You can find enabled repositories with command
yum repolist all | grep -i mysql
Example
[root@sql2 ~]# yum repolist all | grep -i mysql ol7_MySQL55/x86_64 MySQL 5.5 for Oracle Lin disabled ol7_MySQL56/x86_64 MySQL 5.6 for Oracle Lin disabled ol7_MySQL57/x86_64 MySQL 5.7 for Oracle Lin disabled ol7_MySQL80/x86_64 MySQL 8.0 for Oracle Lin enabled: 281 ol7_MySQL80_connectors_community/x86_64 MySQL 8.0 Connectors Com enabled: 56 ol7_MySQL80_tools_community/x86_64 MySQL 8.0 Tools Communit enabled: 15 [root@sql2 ~]#
Let’s disable MySQL 8 repo and enable MySQL 5.7 repository.
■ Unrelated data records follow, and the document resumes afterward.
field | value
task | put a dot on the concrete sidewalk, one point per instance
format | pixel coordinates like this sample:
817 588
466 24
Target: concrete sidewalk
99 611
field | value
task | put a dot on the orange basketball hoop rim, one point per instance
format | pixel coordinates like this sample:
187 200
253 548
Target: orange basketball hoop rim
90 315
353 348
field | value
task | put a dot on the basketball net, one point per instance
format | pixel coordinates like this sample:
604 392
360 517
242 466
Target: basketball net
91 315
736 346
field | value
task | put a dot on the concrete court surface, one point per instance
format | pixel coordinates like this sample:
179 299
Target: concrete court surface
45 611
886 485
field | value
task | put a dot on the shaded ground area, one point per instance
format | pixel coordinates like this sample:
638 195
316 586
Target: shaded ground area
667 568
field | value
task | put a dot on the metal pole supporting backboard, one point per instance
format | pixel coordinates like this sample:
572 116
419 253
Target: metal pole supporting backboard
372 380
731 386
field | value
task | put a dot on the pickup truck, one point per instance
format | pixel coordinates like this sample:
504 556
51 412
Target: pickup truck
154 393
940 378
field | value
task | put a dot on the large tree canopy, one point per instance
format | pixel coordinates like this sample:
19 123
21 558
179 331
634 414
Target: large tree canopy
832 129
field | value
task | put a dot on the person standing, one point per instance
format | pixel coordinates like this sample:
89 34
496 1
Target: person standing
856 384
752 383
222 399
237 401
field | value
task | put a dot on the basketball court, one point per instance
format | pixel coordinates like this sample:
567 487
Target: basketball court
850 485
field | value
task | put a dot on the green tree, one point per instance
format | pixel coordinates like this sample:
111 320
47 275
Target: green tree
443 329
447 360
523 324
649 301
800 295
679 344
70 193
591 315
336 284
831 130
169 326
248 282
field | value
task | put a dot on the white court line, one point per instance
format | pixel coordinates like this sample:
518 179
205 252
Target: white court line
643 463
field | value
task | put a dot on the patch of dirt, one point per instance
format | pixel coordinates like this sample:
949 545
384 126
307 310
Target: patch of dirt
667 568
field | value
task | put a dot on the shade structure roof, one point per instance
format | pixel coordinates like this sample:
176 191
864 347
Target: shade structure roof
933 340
yum install -y yum-utils yum-config-manager --disable ol7_MySQL80 ol7_MySQL80_connectors_community ol7_MySQL80_tools_community yum-config-manager --enable ol7_MySQL57
Before you can install MySQL 5.7, if your server has any MySQL 8 related packages installed, you need to uninstall them.
On my server, I had the following packages installed.
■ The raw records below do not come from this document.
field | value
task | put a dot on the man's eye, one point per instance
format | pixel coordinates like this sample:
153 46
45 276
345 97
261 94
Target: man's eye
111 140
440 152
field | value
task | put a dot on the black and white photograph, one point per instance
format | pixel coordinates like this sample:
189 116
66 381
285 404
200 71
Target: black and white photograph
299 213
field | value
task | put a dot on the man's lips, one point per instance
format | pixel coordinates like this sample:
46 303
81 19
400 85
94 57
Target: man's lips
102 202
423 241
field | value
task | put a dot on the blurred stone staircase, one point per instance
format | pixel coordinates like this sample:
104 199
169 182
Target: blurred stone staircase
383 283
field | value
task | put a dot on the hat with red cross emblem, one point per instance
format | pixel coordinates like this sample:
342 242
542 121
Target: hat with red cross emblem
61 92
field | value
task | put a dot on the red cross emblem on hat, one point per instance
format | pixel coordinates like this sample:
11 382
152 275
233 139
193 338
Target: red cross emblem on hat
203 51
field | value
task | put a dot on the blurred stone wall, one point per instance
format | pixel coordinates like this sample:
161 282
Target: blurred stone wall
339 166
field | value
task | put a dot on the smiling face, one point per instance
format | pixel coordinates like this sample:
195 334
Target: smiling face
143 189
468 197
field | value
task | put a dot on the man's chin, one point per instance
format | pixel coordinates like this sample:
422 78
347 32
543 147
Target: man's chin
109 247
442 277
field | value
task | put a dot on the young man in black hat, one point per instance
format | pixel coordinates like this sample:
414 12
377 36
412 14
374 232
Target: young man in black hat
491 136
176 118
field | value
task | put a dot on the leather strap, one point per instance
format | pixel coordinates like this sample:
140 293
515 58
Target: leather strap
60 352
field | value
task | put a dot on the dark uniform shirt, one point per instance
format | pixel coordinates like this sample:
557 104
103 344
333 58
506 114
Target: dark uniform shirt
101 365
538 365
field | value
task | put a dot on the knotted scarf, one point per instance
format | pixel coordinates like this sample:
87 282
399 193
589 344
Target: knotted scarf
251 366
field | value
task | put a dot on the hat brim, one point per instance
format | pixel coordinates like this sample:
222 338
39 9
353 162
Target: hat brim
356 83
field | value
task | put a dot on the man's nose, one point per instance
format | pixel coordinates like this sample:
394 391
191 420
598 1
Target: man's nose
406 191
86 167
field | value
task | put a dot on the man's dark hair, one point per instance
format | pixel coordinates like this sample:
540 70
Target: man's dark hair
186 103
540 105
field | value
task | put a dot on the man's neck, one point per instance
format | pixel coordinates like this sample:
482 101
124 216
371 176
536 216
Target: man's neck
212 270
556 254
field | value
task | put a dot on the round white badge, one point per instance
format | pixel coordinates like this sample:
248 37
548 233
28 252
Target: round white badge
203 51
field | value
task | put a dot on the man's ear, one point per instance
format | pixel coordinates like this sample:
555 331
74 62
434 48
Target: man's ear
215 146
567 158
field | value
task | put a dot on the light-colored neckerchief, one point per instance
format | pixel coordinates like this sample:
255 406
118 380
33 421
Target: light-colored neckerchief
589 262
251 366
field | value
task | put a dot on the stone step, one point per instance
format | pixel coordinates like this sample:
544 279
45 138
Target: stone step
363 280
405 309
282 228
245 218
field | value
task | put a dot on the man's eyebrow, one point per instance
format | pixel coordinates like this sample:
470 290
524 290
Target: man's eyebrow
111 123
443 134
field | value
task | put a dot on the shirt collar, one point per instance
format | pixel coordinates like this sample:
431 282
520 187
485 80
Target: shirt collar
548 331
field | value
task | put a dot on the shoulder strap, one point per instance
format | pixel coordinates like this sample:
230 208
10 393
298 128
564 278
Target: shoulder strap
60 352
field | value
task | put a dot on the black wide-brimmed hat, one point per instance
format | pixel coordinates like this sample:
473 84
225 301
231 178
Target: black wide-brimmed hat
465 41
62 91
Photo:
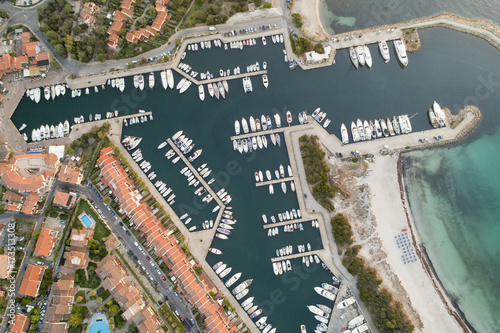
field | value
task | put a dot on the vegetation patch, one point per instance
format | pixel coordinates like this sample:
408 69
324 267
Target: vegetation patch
388 315
300 45
316 170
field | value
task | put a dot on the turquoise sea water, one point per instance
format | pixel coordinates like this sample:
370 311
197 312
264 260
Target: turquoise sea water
451 67
340 16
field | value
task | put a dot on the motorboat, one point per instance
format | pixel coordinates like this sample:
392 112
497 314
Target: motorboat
438 112
367 128
201 92
432 118
395 125
360 53
140 82
265 81
384 50
354 132
368 56
354 57
277 120
164 83
361 129
378 128
401 52
390 128
343 132
170 79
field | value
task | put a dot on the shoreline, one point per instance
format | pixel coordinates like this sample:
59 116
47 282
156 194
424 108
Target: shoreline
448 302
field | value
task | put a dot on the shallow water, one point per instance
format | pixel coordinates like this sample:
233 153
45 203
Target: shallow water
451 67
339 16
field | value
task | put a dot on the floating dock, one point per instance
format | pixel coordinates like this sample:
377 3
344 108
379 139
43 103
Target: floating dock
201 179
281 224
220 78
274 181
297 255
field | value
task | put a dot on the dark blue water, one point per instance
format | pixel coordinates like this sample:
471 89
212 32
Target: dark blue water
451 67
340 16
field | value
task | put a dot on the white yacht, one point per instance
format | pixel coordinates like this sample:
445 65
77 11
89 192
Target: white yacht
401 51
201 92
384 50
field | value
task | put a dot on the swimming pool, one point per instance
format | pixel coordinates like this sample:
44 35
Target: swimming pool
99 323
86 220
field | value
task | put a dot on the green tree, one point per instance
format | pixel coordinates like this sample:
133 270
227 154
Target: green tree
319 48
113 309
75 319
297 20
51 35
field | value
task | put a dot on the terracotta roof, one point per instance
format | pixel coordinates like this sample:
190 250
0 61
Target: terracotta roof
12 197
21 324
31 280
164 245
4 266
46 242
25 37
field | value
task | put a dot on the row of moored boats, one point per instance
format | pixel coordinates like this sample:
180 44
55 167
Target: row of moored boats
46 132
361 55
368 130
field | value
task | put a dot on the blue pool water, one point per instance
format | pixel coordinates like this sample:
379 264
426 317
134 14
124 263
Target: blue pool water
99 325
86 220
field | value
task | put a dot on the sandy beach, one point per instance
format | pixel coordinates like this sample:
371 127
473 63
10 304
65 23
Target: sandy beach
377 215
309 10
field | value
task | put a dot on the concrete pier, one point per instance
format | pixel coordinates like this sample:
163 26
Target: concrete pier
274 181
220 78
281 224
297 255
200 178
258 133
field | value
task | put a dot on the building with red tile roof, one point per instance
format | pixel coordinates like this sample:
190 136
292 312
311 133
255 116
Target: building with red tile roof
30 172
46 242
164 244
32 278
25 37
21 324
12 197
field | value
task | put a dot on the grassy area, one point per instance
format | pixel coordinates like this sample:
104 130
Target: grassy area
103 293
172 319
316 170
100 231
93 281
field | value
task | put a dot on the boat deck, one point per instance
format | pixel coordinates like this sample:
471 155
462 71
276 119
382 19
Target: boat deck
296 255
200 178
280 224
220 78
252 134
274 181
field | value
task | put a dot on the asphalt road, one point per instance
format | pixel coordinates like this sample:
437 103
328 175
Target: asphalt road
166 288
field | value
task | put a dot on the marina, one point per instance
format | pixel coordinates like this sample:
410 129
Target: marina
241 185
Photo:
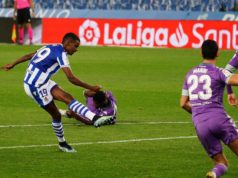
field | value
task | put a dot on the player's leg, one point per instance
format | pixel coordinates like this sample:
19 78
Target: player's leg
234 146
78 107
20 22
71 114
43 97
213 147
220 167
58 127
30 32
21 33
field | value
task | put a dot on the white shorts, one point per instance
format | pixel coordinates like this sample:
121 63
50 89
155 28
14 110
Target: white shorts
42 95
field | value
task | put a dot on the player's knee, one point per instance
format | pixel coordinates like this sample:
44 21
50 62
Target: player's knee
67 98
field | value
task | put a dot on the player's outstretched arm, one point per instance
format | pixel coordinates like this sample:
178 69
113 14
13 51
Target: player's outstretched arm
76 81
89 93
185 104
233 80
18 61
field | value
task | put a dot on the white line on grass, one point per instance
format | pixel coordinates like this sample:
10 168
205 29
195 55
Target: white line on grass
100 142
120 123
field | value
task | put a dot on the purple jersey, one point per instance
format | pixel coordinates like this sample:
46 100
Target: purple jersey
233 63
108 111
204 85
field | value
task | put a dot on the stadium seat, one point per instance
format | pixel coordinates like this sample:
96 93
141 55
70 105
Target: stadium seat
162 5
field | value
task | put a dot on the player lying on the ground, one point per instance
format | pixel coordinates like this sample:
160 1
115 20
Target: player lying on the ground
101 103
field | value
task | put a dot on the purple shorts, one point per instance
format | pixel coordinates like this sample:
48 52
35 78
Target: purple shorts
213 130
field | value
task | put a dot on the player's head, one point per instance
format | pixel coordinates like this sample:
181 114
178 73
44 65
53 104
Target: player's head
70 43
100 99
209 49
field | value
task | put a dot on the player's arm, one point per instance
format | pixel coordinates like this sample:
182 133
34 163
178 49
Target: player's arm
89 93
76 81
32 6
185 104
18 61
15 10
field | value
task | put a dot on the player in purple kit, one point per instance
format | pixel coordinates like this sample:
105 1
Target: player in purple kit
43 64
202 96
232 66
102 103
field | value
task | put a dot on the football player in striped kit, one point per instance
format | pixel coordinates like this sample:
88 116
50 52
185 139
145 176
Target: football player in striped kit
43 64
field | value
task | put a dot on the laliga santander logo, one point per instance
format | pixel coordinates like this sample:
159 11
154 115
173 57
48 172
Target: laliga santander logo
179 38
89 32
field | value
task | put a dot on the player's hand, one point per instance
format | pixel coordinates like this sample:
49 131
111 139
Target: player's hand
232 100
96 88
7 67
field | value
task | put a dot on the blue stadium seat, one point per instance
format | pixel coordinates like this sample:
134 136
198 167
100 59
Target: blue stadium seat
162 5
103 4
116 4
135 4
145 5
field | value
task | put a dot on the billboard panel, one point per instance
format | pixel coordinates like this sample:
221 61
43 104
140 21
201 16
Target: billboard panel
142 33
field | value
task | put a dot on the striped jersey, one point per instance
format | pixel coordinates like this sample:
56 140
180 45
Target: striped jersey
45 63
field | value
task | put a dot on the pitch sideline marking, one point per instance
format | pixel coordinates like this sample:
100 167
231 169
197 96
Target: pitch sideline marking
100 142
125 123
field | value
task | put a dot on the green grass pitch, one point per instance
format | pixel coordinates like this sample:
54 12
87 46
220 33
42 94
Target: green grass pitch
154 137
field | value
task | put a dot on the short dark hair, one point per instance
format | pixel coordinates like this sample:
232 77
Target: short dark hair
209 49
71 36
100 98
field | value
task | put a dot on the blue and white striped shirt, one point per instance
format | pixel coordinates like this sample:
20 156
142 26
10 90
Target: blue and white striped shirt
45 63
[root@mysql1 ~]# rpm -qa | grep mysql mysql-community-client-plugins-8.0.26-1.el7.x86_64 mysql-community-common-8.0.26-1.el7.x86_64 mysql-community-libs-8.0.26-1.el7.x86_64 mysql-release-el7-1.0-5.el7.x86_64 mysql-community-libs-compat-8.0.26-1.el7.x86_64 [root@mysql1 ~]#
These are installed as dependency for the postfix mail server, so if you remove the packages with yum, postfix also get removed, so I removed it with command
rpm -e --nodeps mysql-community-client-plugins-8.0.26-1.el7.x86_64 rpm -e --nodeps mysql-community-common-8.0.26-1.el7.x86_64 rpm -e --nodeps mysql-community-libs-8.0.26-1.el7.x86_64 rpm -e --nodeps mysql-community-libs-compat-8.0.26-1.el7.x86_64
–nodeps option will remove packages without removing dependent packages. Make sure you don’t remove the package mysql-release-el7-1.0-5.
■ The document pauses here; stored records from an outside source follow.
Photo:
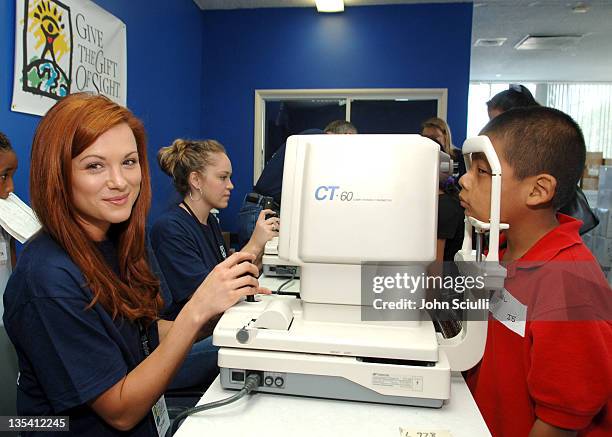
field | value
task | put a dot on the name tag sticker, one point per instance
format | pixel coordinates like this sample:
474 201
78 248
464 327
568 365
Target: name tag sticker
509 311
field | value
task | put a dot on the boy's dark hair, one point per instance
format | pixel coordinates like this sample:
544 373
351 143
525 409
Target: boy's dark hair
516 96
340 127
541 140
5 144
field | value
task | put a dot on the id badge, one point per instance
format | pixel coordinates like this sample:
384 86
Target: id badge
160 414
3 251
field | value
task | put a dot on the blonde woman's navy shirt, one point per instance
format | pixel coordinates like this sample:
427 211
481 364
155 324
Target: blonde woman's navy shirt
186 251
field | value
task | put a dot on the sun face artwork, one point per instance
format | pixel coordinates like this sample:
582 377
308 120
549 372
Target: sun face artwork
47 49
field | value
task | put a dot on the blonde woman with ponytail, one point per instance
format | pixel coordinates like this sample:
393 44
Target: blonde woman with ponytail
187 238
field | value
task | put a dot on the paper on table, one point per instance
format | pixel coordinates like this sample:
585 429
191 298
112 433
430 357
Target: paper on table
17 218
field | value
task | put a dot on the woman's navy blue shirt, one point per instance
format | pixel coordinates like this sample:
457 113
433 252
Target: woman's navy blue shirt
186 251
68 355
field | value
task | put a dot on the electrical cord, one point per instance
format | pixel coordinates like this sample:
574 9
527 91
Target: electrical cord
251 383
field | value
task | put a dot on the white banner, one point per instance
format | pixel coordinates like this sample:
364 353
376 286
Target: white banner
64 47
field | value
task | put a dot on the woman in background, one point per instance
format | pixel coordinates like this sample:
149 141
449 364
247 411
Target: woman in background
438 130
187 238
518 96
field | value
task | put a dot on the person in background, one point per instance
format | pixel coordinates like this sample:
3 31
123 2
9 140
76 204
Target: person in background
187 238
340 127
82 307
269 186
438 130
518 96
Now you can install MySQL server with command
yum install mysql-community-server
Enable and start MySQL server
systemctl enable mysqld --now
To find MySQL initial password, use
grep 'temporary password' /var/log/mysqld.log
Login to MySQL server using the temporary password and set a password
mysql -u root -p
Enter the MySQL server temporary password, then execute the following SQL to change the MySQL root password.
ALTER USER 'root'@'localhost' IDENTIFIED BY 'NEW_MYSQL_ROOT_PW';
NEW_MYSQL_ROOT_PW – replace with your new secure MySQL root password.